Orlando Bush (December 25, 1849 - April 29, 1925) was a farmer, businessman and political figure in Ontario and Alberta. He represented Grenville in the Legislative Assembly of Ontario as a Conservative member from 1890 to 1898.

He was born in Oxford Township, Grenville County, Canada West in 1849, the son of Henry Bush (1807-1894) and his wife Maria Stanley and a grandson of a United Empire Loyalist, and was educated in the local schools. In 1882, he married Ellen Mundle. He was a member of the township council for Oxford, serving as township reeve from 1886 to 1889 and warden for Leeds and Grenville Counties in 1888.

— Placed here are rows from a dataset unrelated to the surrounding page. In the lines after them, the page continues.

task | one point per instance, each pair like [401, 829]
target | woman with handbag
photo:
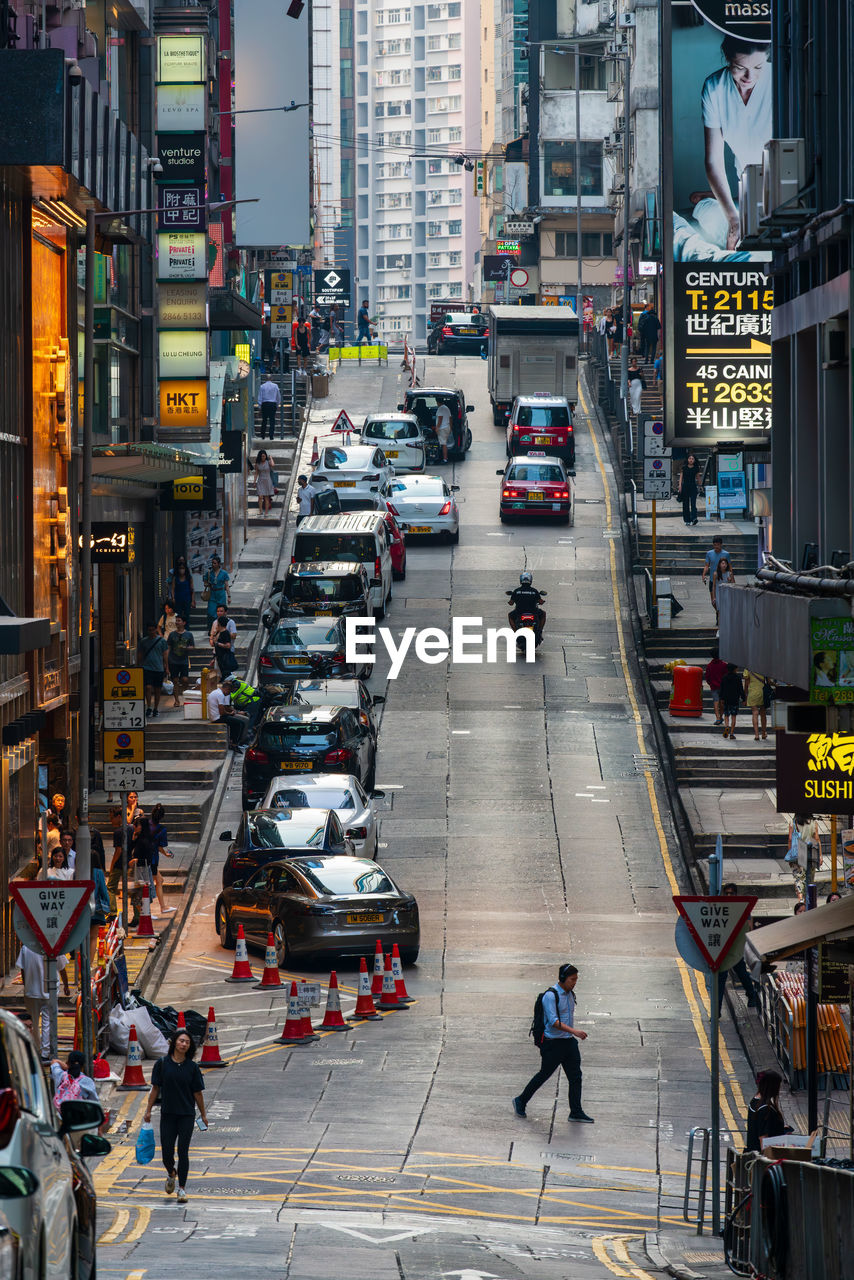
[217, 588]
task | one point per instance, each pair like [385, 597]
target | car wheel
[281, 942]
[224, 928]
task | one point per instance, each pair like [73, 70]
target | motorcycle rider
[526, 599]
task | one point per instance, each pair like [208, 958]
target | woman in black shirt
[178, 1083]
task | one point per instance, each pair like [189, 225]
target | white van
[355, 538]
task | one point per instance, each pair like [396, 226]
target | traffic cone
[364, 1009]
[377, 981]
[241, 972]
[210, 1048]
[389, 1002]
[133, 1078]
[145, 928]
[270, 977]
[333, 1019]
[292, 1033]
[400, 986]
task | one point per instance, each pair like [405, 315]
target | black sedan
[313, 906]
[297, 739]
[266, 835]
[295, 649]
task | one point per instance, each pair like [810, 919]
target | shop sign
[182, 305]
[182, 353]
[183, 402]
[181, 108]
[832, 663]
[181, 59]
[182, 156]
[182, 256]
[814, 772]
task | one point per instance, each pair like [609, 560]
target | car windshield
[304, 636]
[537, 474]
[543, 415]
[354, 877]
[292, 798]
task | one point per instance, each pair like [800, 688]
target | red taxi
[535, 484]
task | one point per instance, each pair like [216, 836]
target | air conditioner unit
[749, 200]
[784, 173]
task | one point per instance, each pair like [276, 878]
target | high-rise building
[418, 122]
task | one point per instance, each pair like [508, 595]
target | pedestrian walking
[153, 652]
[269, 398]
[217, 588]
[649, 329]
[179, 645]
[688, 488]
[713, 675]
[560, 1045]
[178, 1084]
[264, 485]
[731, 698]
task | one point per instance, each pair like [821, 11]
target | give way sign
[51, 909]
[715, 923]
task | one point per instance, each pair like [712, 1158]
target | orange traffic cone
[377, 981]
[292, 1033]
[145, 928]
[364, 1009]
[270, 977]
[133, 1077]
[210, 1048]
[388, 1001]
[241, 972]
[333, 1019]
[397, 969]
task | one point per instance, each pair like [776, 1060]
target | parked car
[35, 1161]
[342, 792]
[265, 835]
[296, 739]
[423, 504]
[316, 906]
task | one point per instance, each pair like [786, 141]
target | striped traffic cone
[400, 986]
[241, 972]
[270, 976]
[333, 1019]
[292, 1033]
[210, 1048]
[133, 1077]
[377, 981]
[145, 928]
[364, 1010]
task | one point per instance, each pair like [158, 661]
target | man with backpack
[557, 1041]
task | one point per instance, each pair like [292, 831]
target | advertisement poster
[718, 298]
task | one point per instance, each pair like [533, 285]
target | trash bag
[145, 1144]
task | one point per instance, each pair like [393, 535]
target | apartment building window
[560, 178]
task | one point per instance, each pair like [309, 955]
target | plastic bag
[145, 1144]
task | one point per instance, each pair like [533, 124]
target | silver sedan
[339, 791]
[423, 504]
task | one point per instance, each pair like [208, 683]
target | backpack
[538, 1020]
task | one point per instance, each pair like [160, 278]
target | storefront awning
[798, 933]
[150, 464]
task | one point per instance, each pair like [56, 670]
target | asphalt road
[525, 809]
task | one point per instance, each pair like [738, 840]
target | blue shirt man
[560, 1046]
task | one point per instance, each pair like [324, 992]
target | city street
[524, 808]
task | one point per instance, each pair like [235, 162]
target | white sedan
[339, 791]
[354, 471]
[423, 504]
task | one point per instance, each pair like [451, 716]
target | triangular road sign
[51, 909]
[715, 923]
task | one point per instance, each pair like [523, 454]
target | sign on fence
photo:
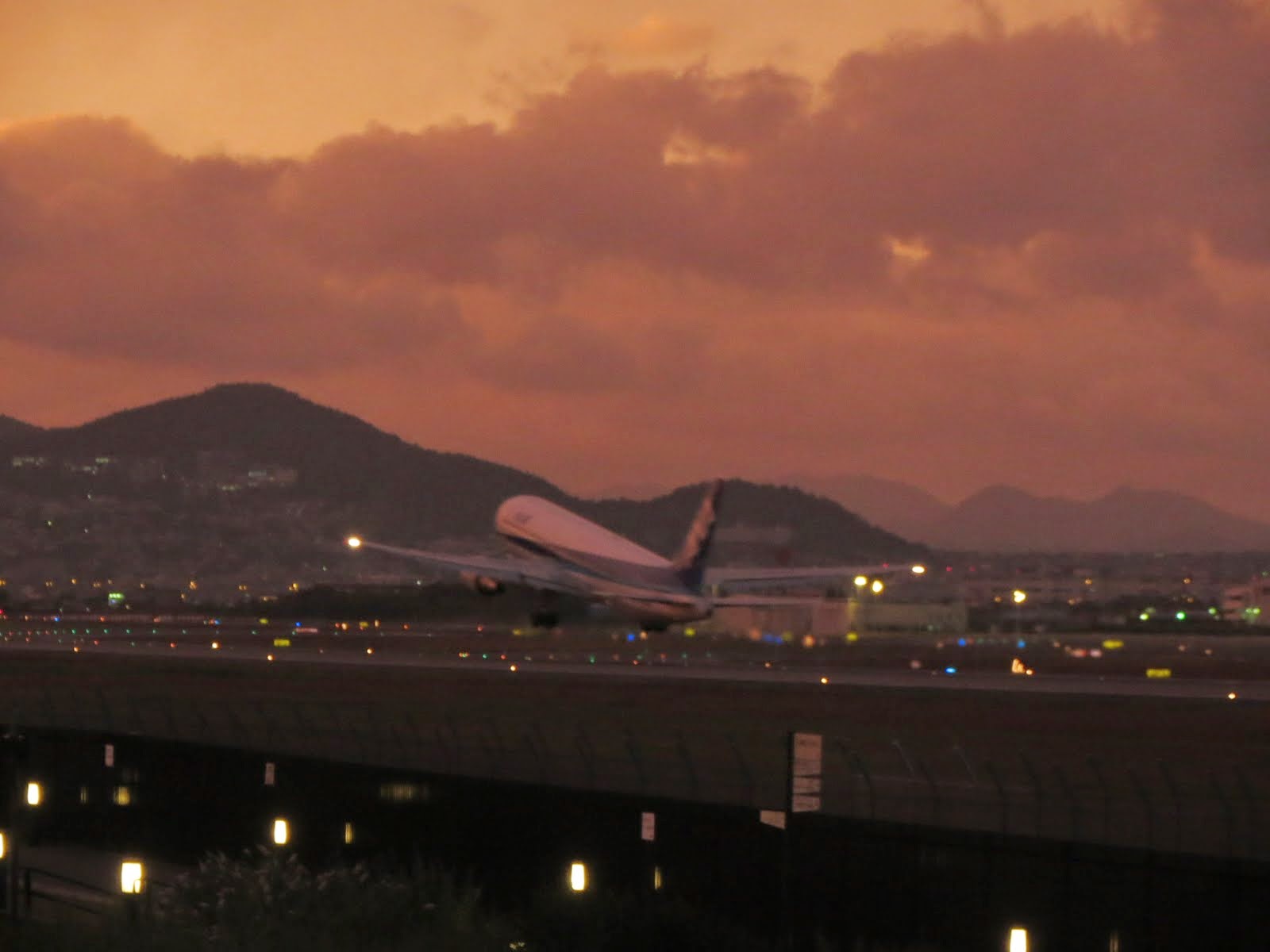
[806, 766]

Bush lived near Kemptville, where he sold produce and owned several cheese factories, until 1898 when he moved to Alberta. He farmed and ranched in Clover Bar district east of Strathcona. In 1903, he established a real estate, insurance and loan agency at Strathcona. Bush ran unsuccessfully for a seat in the House of Commons in 1904. He served on the Strathcona city council from 1908 to 1910 and was also a member of the local school board. In 1908, he married Henryetta Bower after the death of his first wife. Bush retired from farming in 1910 and from business in 1911. He served on Edmonton City Council in 1915 and 1917 after Strathcona amalgamated with Edmonton.

He was a member of the Freemasons, the Ancient Order of United Workmen and the Loyal Orange Lodge.